The free hydrazyl moiety plays an important role in intensifying the activity probably due to their proton accepting and electron donating functions; compound 9 is more active than compound 8.

Compound 4 that contains a bi-functional fused pyrazoline ring system is more active than those containing a pyrazoline-fused system with 6 member heterocyclic ring systems (compounds 3, 5, 6, 7, and 11).

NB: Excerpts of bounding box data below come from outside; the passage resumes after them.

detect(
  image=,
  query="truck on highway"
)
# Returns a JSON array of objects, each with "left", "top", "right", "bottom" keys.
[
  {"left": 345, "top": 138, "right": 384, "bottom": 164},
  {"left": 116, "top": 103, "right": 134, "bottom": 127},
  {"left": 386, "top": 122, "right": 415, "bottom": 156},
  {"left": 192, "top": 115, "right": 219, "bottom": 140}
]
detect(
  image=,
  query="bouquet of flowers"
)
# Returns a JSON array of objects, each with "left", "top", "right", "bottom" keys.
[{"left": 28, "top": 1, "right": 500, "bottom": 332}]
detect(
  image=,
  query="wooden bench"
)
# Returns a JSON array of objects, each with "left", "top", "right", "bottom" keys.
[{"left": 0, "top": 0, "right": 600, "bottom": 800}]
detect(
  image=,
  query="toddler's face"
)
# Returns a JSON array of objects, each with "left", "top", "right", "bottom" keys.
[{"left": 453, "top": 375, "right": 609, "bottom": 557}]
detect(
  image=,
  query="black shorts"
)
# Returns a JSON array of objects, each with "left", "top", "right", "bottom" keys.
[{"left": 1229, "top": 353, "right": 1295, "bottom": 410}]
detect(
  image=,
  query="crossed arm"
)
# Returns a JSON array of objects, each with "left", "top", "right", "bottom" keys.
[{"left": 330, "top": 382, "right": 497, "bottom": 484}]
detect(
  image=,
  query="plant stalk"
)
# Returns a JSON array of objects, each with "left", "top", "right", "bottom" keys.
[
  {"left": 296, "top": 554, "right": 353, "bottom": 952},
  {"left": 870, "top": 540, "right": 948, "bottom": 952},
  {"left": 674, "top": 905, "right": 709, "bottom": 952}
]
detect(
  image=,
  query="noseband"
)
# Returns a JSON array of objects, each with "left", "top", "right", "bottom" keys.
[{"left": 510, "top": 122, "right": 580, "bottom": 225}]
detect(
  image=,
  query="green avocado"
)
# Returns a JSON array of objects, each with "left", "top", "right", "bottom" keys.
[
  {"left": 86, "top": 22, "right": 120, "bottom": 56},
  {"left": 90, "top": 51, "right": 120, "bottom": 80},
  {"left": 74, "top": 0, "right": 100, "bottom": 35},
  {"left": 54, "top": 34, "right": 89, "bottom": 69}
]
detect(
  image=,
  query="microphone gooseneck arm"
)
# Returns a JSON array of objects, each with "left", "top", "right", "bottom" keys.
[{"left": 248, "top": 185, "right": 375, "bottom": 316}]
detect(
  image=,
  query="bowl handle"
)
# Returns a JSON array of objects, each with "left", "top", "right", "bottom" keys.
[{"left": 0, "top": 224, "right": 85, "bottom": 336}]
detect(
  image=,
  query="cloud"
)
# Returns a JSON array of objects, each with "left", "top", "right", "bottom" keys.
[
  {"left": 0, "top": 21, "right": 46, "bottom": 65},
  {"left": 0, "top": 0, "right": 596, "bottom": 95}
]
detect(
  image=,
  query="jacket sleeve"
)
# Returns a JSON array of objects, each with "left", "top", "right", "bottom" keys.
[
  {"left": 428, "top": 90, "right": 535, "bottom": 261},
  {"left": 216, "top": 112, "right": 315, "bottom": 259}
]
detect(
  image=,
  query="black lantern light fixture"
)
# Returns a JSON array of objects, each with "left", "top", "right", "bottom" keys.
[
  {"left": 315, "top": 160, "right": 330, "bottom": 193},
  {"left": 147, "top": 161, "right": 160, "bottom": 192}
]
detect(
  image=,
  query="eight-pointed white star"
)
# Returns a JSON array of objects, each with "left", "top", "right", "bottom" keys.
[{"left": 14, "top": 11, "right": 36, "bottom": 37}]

Regarding the fusion of 6 member heterocyclic ring systems (compounds 3, 5, 6, 7 and 11) the descending orders of potency were 3, 11, 5, 6 and 7; this led to the conclusion that the 6 member ring system containing two hetero atoms is more active than compounds containing one hetero-atom; compounds 3, 5, 6 and 11 are more active than compound 7. Those containing two heteroatom’s with a nitrogen atom were more active than compounds containing sulfur one; compounds 3, 5 and 11 more active than compound 6.

5. Conclusions

The starting material 1 was used to synthesize the 3-amino-4-cyanopyrazolo derivative 2 which was treated with formamide or hydrazine hydrate to afford the corresponding aminopyrazolopyrimidine 3 and aminopyrazolopyrazole derivative 4, respectively. Compound 2 was treated with ammonium isothiocyanate, carbon disulfide or ethyl acetoacetate to afford compounds 5–7, respectively. Treatment of 2 with triethylorthoformate afforded derivative 8, which was treated with hydrazine hydrate to give 9 followed by cyclized with acetic anhydride to 10. Finally, compound 8 was reacted with benzoic acid hydrazide or mercapto acetic acid to give compounds 11 and 12, respectively. Compound 12 was cyclized with sodium ethoxide to afford the pyrazolothiazolopyrimidine derivative 13. The synthesized compounds were evaluated for their androgen receptor antagonists and anti-prostate cancer activities compared to that of Bicalutamide as a positive control. The acute toxicity of the compounds was assayed via the determination of their LD50. Most of the newly synthesized compounds were found to have potent AR antagonistic activities in vitro as compared with the reference drug Bicalutamide, while, compound 1 is devoid of any activity.